Behind him, his mom gained possession of the box and the brothers and began swatting them. So, this time the threat had been carried out. She was Maytaging them.
Ralphie pedaled faster.
There was one thing on Ralphie’s mind—the flower. That flower. The flower he had put in Maggie’s braid.
He didn’t know the botanical name for it—it could be an unnamed weed for all he knew—still, to Ralphie, it was the most important flower there had ever been in the world.
Ralphie saw that flower as a symbol of his and Maggie’s whole relationship, their whole future relationship.
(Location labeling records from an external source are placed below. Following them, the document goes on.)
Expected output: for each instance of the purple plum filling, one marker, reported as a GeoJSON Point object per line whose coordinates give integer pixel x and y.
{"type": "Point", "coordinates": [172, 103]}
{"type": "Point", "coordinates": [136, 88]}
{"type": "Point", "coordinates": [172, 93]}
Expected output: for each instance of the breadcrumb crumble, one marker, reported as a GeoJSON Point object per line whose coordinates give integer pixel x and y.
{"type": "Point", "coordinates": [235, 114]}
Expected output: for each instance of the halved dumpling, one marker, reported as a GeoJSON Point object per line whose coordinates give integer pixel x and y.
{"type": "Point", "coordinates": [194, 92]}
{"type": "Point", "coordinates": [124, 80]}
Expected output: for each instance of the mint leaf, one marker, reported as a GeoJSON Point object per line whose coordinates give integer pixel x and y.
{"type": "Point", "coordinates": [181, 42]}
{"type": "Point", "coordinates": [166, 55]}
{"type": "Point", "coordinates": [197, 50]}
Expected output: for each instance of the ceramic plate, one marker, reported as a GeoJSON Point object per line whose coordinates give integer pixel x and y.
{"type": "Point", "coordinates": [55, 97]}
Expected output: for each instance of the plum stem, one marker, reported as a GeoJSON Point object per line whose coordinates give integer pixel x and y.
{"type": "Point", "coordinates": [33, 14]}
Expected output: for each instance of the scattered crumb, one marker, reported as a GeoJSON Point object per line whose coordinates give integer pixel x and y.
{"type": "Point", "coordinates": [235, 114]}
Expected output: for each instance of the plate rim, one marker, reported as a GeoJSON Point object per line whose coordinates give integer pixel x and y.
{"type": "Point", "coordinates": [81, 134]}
What had Maggie done with that flower?
If, his thinking went, she had thrown it in the trash can or down the toilet or down the disposal—that was one thing. But suppose, just suppose, she had kept it. Suppose that while she was combing her hair, getting ready for bed, just suppose that while she was doing this, she had taken the flower and put it on top of her jewelry box!
The thought made Ralphie’s heart race. He had never been in her bedroom, had never seen her dresser. He didn’t even know if she had a jewelry box. But if she did have one and if there were a flower on top of it—that flower, THE flower—then she was as much in love with him as he was with her.
So Ralphie wasn’t pedaling toward the Blossom farm. He was pedaling toward a flower and the answer to the most important question of his life.
Mud lifted his head. The yard was silent. He got up, stretched, shook, and peered around the apple crate.
As he started out, he paused to lift his leg on the old truck tire. He stretched again.